CRÔNICA
Por Guilherme Maia
BRINDE
Nada, esta espuma, virgem verso
A não designar mais que a copa:
Ao longe se afoga uma tropa
De sereias vária ao inverso.
Navegamos, ó meus fraternos
Amigos, eu já sobre a popa
Vós a proa em pompa que topa
A onda de raios e de invernos;
Uma embriaguez me faz arauto,
Sem medo ao jogo do mar alto,
Para erguer, de pé, este brinde
Solitude, recife, estrela
A não importar o que há no fim de
Um branco afã de nossa vela.
(Mallarmé)
Palavras à deriva, palavras forjadas do doce desespero embriagado pela verve louca da paixão, assim me assalta a vontade de dizer a ela tudo o que essa folha em branco oculta e expande, esse mar de nada que é a folha em branco.
Frente à frente estão o estratosférico de tudo o que ela me faz sentir e a aridez do deserto do ainda não criado. Quero, preciso, afastar todas as teorias e tintas artificiais, estilísticas, para alcançar a essência das coisas reais que vivi ao lado dessa mulher.
Então, da lírica faço meu pão, meu ar, o rasgo final das normalidades corriqueiras. O vórtice de loucura sagrada que sai dos descaminhos das decisões da vida; o Sol nasce do lado onde bate meu coração e ele bombeia felicidade fervente. Brilho de um destino construído pela resistência de um amor servo de tudo o que vivi por que aprendi que sentir a total presença sua todo o dia, saber que meu amor está ao meu lado, afirma que não quero você mais longe.
E fizemos tudo, deixamos de ser o que éramos para ascender ao fúlgido topo do maior dos montes, não temos mais olhos lacrimosos, ganhamos a coragem do sujeito que passou suco de limão no corpo para assaltar um banco em Pittsburgh sem ser detectado pelas câmeras de segurança, afinal, misturando sumos de frutas se cria tinta incolor sobre o papel.
Cada lágrima vertida pelo engano de despedidas vãs, brigas de egos, desconsolos da adaptação à nova vida, você, sim, é um novo mundo para mim; um mundo de virilidade, de carinhos, tudo muito mais profundo do que a noite e o dia, por estar acima do tempo mundano: somos eternos como música, ouvimos o clamor da necessidade, da fome e do desamor, sentimos todas as infelicidades no Atacama da vivência.
Cansados do desapego de quem somos realmente, palavras que deixamos de falar, aventuras às quais viramos o rosto tomados de medo, beijos não dados, sonhos não sonhados, retalhos que compunham nossa mortalha, tudo isso, meu amor, dissolvido restou simplesmente por que você teve a coragem de vir até mim e eu de cortejar meu grande e verdadeiro amor: unicamente você.

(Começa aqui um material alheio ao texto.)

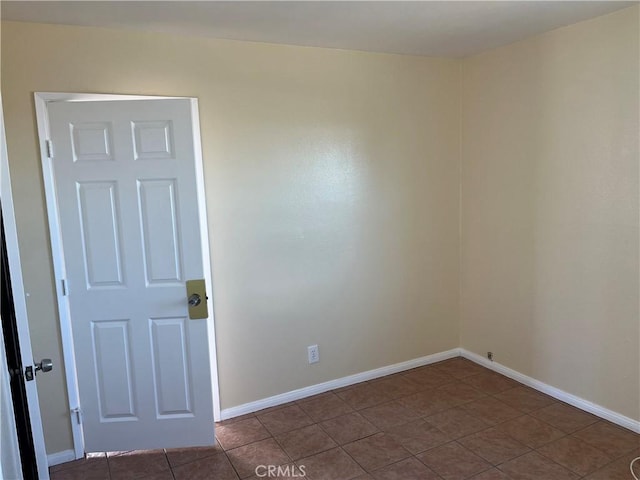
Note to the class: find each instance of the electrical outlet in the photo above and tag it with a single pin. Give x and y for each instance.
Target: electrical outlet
(314, 354)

Paisagens se multiplicaram sinfonicamente. Cada lugar em que celebramos nosso amor, a Urca nos abraçou, Copacabana nos acolheu na paixão de suas vias, estive em seu mais íntimo no infinito de suas estradas, amor. No Catete, fomos a transcendência de nós mesmos e entendemos o que força nossa paixão a resistir borbulhando nossa comunhão.
Casamos na verdade de nossos transportes, nas águas fundas de uma aliança de almas. Aprendemos a não ter medo da saudade. Tivemos a coragem do turista que joga ketchup na macarronada na cara dos italianos no Trastevere de Roma.
Eu me lembro de sua chegada, eu me lembro quando você fixou e passamos a ser um palmilhar sob o Sol do amor. Vitoriosa, corajosa como quem é desprovido de amígdalas.
Sentamos sobre as pedras do Arpoador, e, firmados nossos olhares para o infinito do mar, não encontramos mais uma dimensão de adeus: estamos livres e, por isso, estamos juntos.
Você sempre esteve lá, Andréia Cristina.
Eu sempre estive lá, Guilherme Maia.